The son of Peele’s Abdelmelec would inherit the kingdom and establish an alliance with Elizabeth. But this is where the play began to run into problems. Despite their apparent differences, both Abdelmelec and Muly Mahamet are acknowledged as Muslims and “descended from the line / Of Mahomet.”
25
Although Abdelmelec is seen as the legitimate ruler, he announces, “I do adore / The sacred name of Amurath the Great,”
26
the Ottoman sultan Murad III, with whom he was in league. Muly Mahamet, by contrast, allied himself with a Christian king, Sebastian I. From this point in the play onward, Peele has to work hard to portray Sebastian as a courageous but tragic figure, flawed by his Catholicism and therefore easily manipulated by the scheming Muly Mahamet.
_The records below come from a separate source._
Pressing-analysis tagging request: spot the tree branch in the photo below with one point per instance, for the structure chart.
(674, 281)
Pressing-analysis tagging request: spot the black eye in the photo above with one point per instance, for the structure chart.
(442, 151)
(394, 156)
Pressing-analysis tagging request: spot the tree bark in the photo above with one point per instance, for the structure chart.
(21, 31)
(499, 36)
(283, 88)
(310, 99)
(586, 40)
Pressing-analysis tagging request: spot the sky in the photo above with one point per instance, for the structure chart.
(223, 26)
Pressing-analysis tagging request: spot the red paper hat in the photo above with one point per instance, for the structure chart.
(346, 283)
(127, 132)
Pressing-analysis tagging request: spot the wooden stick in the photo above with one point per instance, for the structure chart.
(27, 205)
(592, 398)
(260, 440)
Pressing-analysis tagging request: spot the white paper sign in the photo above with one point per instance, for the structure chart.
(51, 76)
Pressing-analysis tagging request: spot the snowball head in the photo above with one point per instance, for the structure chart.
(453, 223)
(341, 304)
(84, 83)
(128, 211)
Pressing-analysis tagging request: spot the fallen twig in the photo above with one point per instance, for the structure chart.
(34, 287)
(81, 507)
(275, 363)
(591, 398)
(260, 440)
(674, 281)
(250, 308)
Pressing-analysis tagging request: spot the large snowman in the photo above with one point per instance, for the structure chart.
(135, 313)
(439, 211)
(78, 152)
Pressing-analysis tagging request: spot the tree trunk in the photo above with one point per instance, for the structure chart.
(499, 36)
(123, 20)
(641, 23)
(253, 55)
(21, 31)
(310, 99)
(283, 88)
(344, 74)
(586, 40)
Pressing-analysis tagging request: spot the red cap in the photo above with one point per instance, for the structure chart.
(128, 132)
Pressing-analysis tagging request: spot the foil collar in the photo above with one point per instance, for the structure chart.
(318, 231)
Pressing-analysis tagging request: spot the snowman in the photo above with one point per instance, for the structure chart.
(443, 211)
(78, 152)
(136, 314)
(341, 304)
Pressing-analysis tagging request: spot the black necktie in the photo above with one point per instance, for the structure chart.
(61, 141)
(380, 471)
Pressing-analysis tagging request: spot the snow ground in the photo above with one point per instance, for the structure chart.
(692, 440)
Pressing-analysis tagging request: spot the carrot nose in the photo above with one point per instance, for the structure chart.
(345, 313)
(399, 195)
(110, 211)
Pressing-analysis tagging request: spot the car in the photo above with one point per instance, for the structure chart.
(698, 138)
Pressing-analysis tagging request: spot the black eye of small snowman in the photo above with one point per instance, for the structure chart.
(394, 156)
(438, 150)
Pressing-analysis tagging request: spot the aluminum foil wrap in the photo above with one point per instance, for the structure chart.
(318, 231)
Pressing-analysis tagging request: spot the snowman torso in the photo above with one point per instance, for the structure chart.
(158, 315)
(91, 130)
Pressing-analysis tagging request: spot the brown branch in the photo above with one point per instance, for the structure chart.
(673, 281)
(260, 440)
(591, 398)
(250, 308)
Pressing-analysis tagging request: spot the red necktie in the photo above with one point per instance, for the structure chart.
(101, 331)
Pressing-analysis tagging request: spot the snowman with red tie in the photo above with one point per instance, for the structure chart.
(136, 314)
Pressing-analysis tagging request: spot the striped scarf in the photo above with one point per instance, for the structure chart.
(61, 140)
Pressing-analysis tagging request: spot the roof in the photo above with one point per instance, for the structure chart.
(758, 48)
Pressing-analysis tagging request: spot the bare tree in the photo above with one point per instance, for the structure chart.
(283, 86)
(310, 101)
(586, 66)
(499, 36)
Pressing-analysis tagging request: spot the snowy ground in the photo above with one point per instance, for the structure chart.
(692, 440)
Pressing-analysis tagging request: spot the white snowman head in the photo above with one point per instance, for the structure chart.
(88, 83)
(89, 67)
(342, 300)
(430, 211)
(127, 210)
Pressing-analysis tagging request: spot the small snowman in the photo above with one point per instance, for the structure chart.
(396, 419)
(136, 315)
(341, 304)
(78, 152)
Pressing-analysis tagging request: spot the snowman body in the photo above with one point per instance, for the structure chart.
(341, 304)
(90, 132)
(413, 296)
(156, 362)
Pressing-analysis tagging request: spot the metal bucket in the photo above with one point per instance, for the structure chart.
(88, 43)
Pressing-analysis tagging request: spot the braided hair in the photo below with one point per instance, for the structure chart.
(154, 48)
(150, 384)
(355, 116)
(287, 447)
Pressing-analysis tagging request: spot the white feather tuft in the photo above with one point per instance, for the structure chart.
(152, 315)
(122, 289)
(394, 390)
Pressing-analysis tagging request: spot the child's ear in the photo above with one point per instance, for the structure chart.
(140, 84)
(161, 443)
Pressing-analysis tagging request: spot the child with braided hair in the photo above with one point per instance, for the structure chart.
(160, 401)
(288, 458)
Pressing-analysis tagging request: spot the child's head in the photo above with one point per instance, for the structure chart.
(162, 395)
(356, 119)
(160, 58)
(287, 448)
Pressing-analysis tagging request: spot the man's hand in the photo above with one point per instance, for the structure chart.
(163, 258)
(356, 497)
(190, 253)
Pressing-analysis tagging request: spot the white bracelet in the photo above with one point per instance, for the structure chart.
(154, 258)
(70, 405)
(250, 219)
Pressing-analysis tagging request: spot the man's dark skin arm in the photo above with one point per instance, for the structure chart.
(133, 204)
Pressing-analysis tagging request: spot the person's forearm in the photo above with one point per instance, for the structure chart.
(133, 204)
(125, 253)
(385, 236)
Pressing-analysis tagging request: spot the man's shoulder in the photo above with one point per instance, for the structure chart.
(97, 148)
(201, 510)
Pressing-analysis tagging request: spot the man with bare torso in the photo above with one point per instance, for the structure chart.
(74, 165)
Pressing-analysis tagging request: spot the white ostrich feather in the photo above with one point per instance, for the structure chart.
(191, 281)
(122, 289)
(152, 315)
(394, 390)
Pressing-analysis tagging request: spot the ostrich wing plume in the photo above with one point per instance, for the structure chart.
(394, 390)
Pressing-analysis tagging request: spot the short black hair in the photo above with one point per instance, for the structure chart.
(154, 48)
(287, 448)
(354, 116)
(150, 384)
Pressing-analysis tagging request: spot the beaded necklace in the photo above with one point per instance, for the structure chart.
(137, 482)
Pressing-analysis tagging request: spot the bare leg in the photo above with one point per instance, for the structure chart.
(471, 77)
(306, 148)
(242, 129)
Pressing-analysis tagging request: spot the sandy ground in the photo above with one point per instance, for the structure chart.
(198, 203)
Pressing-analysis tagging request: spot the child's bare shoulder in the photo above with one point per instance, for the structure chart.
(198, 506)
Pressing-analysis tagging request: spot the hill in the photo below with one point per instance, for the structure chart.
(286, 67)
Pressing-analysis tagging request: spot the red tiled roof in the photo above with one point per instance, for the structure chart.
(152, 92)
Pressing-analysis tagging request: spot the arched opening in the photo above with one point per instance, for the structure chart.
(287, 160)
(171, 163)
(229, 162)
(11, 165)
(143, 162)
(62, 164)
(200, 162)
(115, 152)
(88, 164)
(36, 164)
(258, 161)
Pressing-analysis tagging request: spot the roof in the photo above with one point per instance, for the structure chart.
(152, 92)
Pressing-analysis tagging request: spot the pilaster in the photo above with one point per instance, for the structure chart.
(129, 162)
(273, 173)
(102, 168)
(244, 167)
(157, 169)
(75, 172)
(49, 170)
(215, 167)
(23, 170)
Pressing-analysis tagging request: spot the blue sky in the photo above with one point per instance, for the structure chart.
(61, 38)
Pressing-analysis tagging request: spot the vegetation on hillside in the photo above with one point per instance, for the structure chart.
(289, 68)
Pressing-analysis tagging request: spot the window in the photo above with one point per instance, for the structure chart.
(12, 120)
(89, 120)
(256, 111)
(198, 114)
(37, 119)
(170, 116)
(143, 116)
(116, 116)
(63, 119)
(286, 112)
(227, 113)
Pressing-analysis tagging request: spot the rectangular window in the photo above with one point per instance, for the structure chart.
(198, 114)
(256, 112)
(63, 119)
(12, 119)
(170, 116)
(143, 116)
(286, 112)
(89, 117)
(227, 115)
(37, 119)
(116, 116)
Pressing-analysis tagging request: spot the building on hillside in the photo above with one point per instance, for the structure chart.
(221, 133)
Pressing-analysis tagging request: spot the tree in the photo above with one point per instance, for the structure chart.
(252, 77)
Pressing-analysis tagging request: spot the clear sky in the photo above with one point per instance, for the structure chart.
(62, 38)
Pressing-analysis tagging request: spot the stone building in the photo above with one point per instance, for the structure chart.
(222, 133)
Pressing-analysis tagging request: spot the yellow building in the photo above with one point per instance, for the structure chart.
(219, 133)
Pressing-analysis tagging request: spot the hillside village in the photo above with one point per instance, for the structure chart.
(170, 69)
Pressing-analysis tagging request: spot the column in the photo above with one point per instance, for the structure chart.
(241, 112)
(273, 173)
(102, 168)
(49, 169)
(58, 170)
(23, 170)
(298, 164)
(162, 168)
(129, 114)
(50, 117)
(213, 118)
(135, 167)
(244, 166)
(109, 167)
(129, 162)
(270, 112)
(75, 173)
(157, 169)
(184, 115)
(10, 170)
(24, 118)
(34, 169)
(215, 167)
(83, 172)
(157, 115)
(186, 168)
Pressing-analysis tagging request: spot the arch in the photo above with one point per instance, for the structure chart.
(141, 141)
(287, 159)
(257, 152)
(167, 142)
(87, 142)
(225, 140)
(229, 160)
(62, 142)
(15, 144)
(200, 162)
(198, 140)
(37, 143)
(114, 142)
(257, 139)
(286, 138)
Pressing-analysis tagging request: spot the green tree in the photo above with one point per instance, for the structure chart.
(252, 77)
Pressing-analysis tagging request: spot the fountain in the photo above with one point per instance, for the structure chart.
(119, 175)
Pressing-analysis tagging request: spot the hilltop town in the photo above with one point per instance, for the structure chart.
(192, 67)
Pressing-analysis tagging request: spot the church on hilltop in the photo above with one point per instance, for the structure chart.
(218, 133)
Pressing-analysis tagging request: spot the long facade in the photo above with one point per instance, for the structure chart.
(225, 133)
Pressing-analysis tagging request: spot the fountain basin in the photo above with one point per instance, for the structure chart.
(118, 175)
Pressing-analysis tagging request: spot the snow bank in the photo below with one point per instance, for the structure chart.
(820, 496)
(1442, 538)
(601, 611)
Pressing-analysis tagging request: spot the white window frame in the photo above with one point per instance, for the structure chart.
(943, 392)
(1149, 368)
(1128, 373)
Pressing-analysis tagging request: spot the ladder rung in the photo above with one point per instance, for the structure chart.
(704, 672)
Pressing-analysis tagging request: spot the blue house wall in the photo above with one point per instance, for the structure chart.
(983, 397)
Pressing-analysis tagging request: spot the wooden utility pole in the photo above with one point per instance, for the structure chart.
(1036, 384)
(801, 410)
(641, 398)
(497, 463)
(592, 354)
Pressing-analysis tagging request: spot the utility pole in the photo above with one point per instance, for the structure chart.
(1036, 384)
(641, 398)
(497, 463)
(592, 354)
The play’s anti-Catholic bias intensifies with the introduction of Thomas Stukeley, surrounded by Irish clergy and Italian soldiers, heading for Ireland and hoping to “restore it to the Roman faith.”
27
Sebastian persuades Stukeley to join his Moroccan crusade, but the bombastic Englishman’s thundering speeches reveal him to be a pale, opportunistic shadow of Tamburlaine:

There shall be no action pass my hand or my sword
That cannot make a step to gain a crown,
No word shall pass the office of my tongue
That sounds not of affection to a crown,
No thought have being in my lordly breast
That works not every way to win a crown.
Deeds, words and thoughts shall all be as a king’s,
My chiefest company shall be with kings,
And my deserts shall counterpoise a king’s.
Why should not I then look to be a king?
I am the Marquess now of Ireland made
And will be shortly King of Ireland.
King of a mole-hill had I rather be
Than the richest subject of a monarchy.
28

The vain and conceited Stukeley lacks the ambition and linguistic prowess of Tamburlaine. He is blandly fixated on the pursuit of a crown.

At the end of Peele’s play, his sources dictated that everyone should die. This duly happens in a climactic battle scene, in which Muly Mahamet demands: “A horse, a horse, villain, a horse,” prefiguring the demise of another tragic villain, Shakespeare’s Richard III, four years later. The only man left standing is Muly Mahamet Seth, Elizabeth’s future ally, but even he does little more than order the mutilation of Muly Mahamet’s body followed by a Christian burial for Sebastian (which did not happen historically). Like Marlowe’s
Tamburlaine,
there is no obvious lesson from Peele’s play. It ends with no Chorus to provide a simple moral and offers no character with which the audience can identify. One is left to choose between the pompous Abdelmelec, the pious Sebastian, the scheming Muly Mahamet and the mercenary Stukeley.
29

This lack of simple identifications was in part a reflection of the contradictory nature of England’s relations with the Muslim world in the late 1580s. These contradictions provided an alternative to the prescriptive histories of classical Rome and Greece, allowing Elizabethan dramatists to develop their own idiom, addressing their audiences’ hopes and fears by staging them in a faraway land where the horrors of warfare, murder, atheism and tyranny could be explored in relative safety, free from the suspicious eyes of censors. We might think the play recommends the avoidance of Catholic-Muslim conflicts, while counseling Elizabeth against pursuing an alliance with al-Mansur, but Tudor dramatists were not moralizing priests or foreign policy advisers. They wanted to exploit the ambivalent emotions created by English experiences in the east as spectacular, captivating drama.